Dominic Casserley: Digital Risks and Solutions Beyond More Technology

Dominic Casserley, President and Deputy CEO, Willis Towers Watson; Former Managing Partner, McKinsey & Company
Richard Waters, West Coast Editor, Financial Times—Moderator

As the president and deputy CEO of Willis Towers Watson, the world’s oldest insurance broker (dating back to 1828), Dominic Casserley is in a position to understand risk and how to minimize it, particularly in the digital world. Technology and digitization is syncing up the fabric of communities, connecting the people who live in them and the devices they use every day, thereby enabling the personalization of every aspect of human life. No doubt these advancements can drive productivity, innovation and societal progress.

This connectivity, however, inevitably creates significant risks for businesses, threaten individual privacy, global economy and security. With these advances, cyber terrorism and warfare will find new targets in critical infrastructures, business intangible assets will become channels for economic espionage, human capital will be challenged, and a failure to maintain confidence in digital security privacy could cause a rejection of technology—all of which have the potential to retard economic growth.

Beyond the technological innovations aimed at preventing or disrupting hackers, the responsibility to address these challenges lie with various stakeholders, including government, risk advisors, security experts and human capital experts and the insurance industry that have long helped companies identify, quantify and mitigate business risks. Join us as Casserley discusses how digitization creates risks and opportunities for individuals and businesses, and how together people can mitigate the risks to preserve growth.

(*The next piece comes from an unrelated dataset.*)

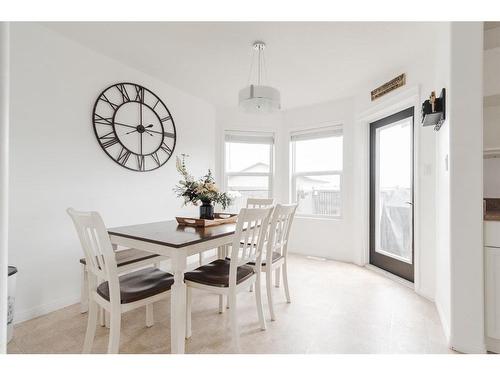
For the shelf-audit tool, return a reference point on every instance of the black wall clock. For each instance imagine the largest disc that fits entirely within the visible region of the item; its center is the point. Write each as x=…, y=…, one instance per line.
x=134, y=127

Before joining Willis Towers Watson in 2013, Casserley had a nearly 30-year career at McKinsey & Company, the leading global management consulting firm. During his three decades at McKinsey, he was based in the United States, Asia and, most recently, in London where he served as managing partner, responsible for the firm’s offices in London and Dublin. He has consulted with the world’s leading financial institutions to address their strategic and operational issues and deal with the opportunities and challenges of deregulation, globalization and new technology. At the time of his departure, he led the firm’s corporate and investment banking practice globally. Casserley has authored two books on financial services, advised business leaders on the former UK prime minister’s business council and also worked on the U.S. Presidential Task Force on Market Mechanisms during the administration of Ronald Reagan.